Gulsina Minnikhanova, married to Tatarstan President Rustam Minnikhanov, topped the list published on August 28 by the Russian business publication Forbes Woman with an income of 2.35 billion rubles ($40.1 million) in 2016 -- outearning her husband by more than three-hundredfold.
The Russian magazine said it analyzed the 2016 public income declarations of Russian officials and lawmakers, which include declarations of their spouses, “at all levels” of power.
Aside from Minnikhanova, the owner of an elite spa and hotel complex in Tatarstan’s capital, Kazan, the top 10 earners among Russian officials' spouses last year included the wife of another regional head, as well as the spouses of federal, regional, and local lawmakers.
Opponents of Russian President Vladimir Putin have long pointed to the wealth of officials’ relatives as evidence of a system of corruption and cronyism that they accuse him of fostering during his 17 years in power. The Kremlin has repeatedly brushed off such criticism.
The runner-up to Minnikhanova was the wife of businessman Vadim Bredny, a city lawmaker with Putin’s ruling United Russia party in Ulan-Ude, capital of the Siberian region of Buryatia.
Raisa Bredny, managing director of the retail and food company founded by her husband, earned 1.92 billion rubles ($32.9 million) last year, according to Forbes Woman.
Coming in at No. 4 was Yekaterina Ignatova, the wife of Sergei Chemezov, head of the state-owned Russian conglomerate Rostec. Ignatova earned 848.5 million rubles ($14.5 million) last year, according to Chemezov’s declaration. She is a shareholder of the International Finance Club bank, known by the Russian acronym MFK. The other shareholder is Russian tycoon Mikhail Prokhorov.

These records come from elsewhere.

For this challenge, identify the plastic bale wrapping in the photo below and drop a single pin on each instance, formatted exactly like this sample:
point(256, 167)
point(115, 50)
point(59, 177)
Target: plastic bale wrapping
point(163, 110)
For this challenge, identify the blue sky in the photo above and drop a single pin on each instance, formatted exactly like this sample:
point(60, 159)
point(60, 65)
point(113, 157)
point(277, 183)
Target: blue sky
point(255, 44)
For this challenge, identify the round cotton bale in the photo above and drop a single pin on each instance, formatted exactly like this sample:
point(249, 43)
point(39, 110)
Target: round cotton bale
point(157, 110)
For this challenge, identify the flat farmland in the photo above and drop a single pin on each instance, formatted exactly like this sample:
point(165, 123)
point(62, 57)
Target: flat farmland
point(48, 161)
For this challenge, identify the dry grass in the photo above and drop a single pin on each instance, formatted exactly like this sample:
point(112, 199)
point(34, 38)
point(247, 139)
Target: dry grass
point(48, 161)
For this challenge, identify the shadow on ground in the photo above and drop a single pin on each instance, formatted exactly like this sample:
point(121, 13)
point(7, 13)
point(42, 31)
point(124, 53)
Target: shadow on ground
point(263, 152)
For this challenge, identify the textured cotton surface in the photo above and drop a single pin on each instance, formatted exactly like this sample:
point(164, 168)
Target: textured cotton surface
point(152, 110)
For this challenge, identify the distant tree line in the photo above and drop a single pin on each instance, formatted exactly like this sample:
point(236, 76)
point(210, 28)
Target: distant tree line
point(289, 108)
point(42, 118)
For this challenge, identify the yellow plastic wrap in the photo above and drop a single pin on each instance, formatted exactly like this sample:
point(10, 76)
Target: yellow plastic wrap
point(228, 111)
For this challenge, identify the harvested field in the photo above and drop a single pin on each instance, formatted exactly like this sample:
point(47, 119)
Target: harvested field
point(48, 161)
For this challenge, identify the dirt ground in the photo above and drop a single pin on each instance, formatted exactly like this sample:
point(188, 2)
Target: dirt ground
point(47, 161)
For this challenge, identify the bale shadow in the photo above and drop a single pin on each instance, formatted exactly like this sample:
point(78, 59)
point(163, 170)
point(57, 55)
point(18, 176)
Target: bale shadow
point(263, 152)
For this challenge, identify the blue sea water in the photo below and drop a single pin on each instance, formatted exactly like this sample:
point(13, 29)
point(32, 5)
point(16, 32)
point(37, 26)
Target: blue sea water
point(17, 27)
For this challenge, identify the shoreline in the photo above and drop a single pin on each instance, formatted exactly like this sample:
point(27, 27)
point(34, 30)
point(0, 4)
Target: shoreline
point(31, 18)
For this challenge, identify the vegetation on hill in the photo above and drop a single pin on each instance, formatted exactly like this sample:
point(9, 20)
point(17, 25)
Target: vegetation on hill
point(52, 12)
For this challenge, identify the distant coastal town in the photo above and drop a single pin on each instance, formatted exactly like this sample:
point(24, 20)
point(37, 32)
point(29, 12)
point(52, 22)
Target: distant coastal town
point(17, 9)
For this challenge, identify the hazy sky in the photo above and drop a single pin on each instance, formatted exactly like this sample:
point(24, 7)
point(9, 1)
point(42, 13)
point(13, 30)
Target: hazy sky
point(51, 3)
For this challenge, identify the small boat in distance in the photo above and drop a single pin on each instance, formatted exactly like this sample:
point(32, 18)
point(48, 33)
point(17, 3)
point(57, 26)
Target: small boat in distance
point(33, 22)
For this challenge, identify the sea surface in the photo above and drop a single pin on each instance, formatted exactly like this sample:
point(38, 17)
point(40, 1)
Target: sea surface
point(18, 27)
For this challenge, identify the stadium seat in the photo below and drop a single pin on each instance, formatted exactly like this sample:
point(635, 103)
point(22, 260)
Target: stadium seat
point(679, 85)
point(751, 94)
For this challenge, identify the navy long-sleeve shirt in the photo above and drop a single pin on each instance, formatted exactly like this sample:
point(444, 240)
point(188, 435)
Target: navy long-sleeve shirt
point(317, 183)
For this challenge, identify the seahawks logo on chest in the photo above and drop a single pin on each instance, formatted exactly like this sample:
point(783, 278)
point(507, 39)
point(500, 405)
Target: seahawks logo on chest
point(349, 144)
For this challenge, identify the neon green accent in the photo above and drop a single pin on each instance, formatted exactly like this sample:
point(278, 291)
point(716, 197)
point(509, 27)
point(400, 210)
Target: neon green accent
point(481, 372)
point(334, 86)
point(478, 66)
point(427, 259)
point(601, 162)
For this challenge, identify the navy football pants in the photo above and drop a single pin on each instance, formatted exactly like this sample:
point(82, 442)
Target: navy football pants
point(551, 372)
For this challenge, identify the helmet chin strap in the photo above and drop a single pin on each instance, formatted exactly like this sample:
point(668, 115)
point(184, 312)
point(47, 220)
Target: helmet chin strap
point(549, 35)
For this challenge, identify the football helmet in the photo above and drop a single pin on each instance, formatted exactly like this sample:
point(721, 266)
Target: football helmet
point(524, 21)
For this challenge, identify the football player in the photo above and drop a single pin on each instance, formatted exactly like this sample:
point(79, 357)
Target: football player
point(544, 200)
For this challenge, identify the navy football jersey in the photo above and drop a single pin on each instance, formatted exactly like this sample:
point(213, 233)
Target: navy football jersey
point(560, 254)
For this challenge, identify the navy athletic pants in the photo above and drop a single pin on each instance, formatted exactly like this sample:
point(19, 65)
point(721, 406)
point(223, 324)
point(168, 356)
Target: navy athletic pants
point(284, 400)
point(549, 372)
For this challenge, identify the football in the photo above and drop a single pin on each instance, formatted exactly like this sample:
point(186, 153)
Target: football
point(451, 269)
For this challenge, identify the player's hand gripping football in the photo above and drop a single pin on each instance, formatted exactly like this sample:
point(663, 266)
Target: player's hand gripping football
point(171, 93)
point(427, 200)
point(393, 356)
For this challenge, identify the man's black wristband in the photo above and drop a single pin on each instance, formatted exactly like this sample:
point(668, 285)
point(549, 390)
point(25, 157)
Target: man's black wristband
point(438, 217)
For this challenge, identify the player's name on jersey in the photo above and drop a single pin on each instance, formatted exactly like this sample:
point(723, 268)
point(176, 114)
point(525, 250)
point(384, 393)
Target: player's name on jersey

Chemezov, who is widely seen as being close to Putin, was slapped with U.S. sanctions in 2014 over Russia’s backing of separatists in eastern Ukraine. He declared 212 million rubles ($3.6 million) in income last year.
Minnikhanova, whose husband has led the mainly Muslim region of Tatarstan since 2010, secured a large windfall in 2016 from the sale of a stake in the company that owns the Luciano spa and hotel complex in Kazan.
That sale earned her 2.2 billion rubles ($37.6 million), according to her husband’s declaration.
The Tatarstan president’s office said in May that the deal involved a 49-percent stake being sold to a “strategic investor” -- a Cyprus-based firm called Santerna Holdings Limited, the Kommersant newspaper reported. That firm’s ultimate beneficiary is unclear.